# Problem displaying search result in Firefox



## Guillaume (Feb 24, 2005)

Michael,

I'm getting a weird display when I use the "New posts since my last visit" option in My Accout (ie titles in categories, last post in thread, replies in last post, etc.)  Any idea what might be the cause ?


----------



## Hand of Evil (Feb 24, 2005)

At least you are getting something...I will get the white screen in IE...it MAYBE  related they are working on it.


----------



## Knight Otu (Feb 24, 2005)

The same thing happens in the User CP, by the way, so it appears that it's not a problem of the Search feature itself, but of how the tables are generated.


----------



## Michael Morris (Feb 24, 2005)

I see the problem and can fix it promptly.

EDIT: K, Fixed


----------



## Hand of Evil (Feb 24, 2005)

Michael Morris said:
			
		

> I see the problem and can fix it promptly.
> 
> EDIT: K, Fixed



Michael, just want to say you are doing wonders with the site.


----------



## Michael Morris (Feb 24, 2005)

Por Nada (it's nothing)


----------



## fanboy2000 (Feb 24, 2005)

I'm still getting something similer under My Account--->Subscriptions. Only, it's not showing the catogory at all. Everything is just moved over one.


----------



## Michael Morris (Feb 24, 2005)

K, I'll fix that (that's gonna be due to the same sort of error).


----------



## fanboy2000 (Feb 24, 2005)

Great. I appreciate it.


----------



## reveal (Feb 25, 2005)

Here's something that's happening to me. I am using Firefox.

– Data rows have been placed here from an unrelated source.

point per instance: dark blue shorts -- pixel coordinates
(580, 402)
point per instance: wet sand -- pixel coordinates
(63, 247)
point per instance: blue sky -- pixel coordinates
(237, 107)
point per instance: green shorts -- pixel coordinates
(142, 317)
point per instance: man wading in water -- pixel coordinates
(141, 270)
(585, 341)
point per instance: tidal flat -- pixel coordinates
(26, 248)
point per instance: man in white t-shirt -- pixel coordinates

I went into the D&D Rules forum and search for the term "devoted defender". It brought up a list of results. I then did another search in the same forum for "devoted defender ac". All I got was a white screen. It still happens today. Is there a limit to the number of search terms you can use?


----------



## Michael Morris (Feb 25, 2005)

Hmm.. y'know, I'm starting to think the post index is corrupt.  Rebuilding it is a 10 hr process though


----------



## Crothian (Feb 25, 2005)

I've done a few searches in Firfox and haven't ran into this problem


----------



## the Jester (Feb 27, 2005)

I use Firefox, and I've gotten the white screen searching several times.

Michael, I just wanted to throw out a thank-you for all the hard work you've done on the site!  You rock, man!


----------



## Guillaume (Feb 27, 2005)

Just got back to this thread after a few days.  I want to thank you Michael for your great work.


----------